How long does this soup last in the refrigerator?

This chicken noodle soup will keep well in an airtight container in the refrigerator for up to 4 days. The noodles may absorb some broth over time, so when reheating, add a splash of water or broth to restore the consistency. For best quality, store it without garnishes and add fresh parsley when serving. Always reheat it thoroughly on the stove or in the microwave until steaming hot.

Can I freeze this crock pot chicken noodle soup?

You can freeze it, but be aware that the noodles may become soft and mushy upon thawing. For better results, freeze the soup without noodles and add freshly cooked noodles when reheating. Portion it into freezer-safe containers, leaving some space for expansion, and it will last for up to 3 months. Thaw in the refrigerator overnight before reheating on the stove.

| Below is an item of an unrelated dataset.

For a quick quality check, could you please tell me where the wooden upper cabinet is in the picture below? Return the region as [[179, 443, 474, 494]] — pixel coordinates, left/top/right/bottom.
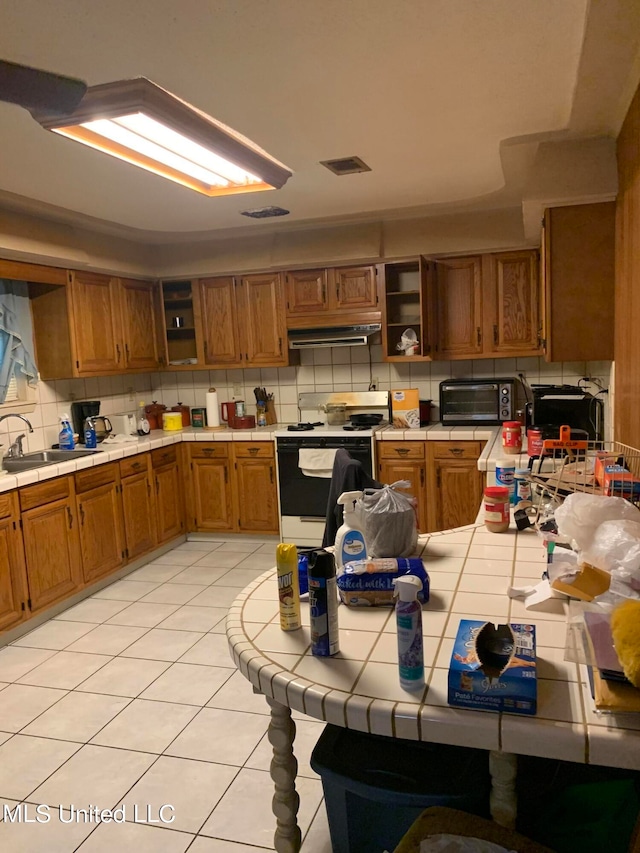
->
[[285, 270, 329, 316], [436, 256, 482, 358], [483, 249, 542, 356], [542, 201, 616, 361], [200, 277, 241, 367], [118, 278, 160, 370], [69, 272, 125, 376], [236, 273, 289, 367], [329, 266, 378, 311]]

What if my soup is too watery or too thick?

If the soup is too watery, mix 1 tablespoon of cornstarch with 2 tablespoons of cold water and stir it into the soup during the last 30 minutes of cooking to thicken it. If it’s too thick, simply add more broth or water until it reaches your desired consistency. Remember, the noodles will absorb liquid over time, so adjustments are easy to make during or after cooking.

Can I make this recipe on the stovetop instead?

Absolutely! For a stovetop version, sauté the onions, garlic, carrots, and celery in a large pot with a tablespoon of oil for 5 minutes. Add the chicken, broth, and seasonings, bring to a boil, then simmer covered for 20-25 minutes until chicken is cooked. Shred the chicken, return it to the pot, add noodles, and cook for another 8-10 minutes until noodles are tender. It’s faster but requires more attention.

Summary

This crock pot chicken noodle soup is the ultimate hands-off comfort food—tender chicken, hearty veggies, and cozy broth that simmers to perfection. Perfect for busy days or soothing souls, it’s customizable, healthy, and utterly delicious. Set it, forget it, and enjoy!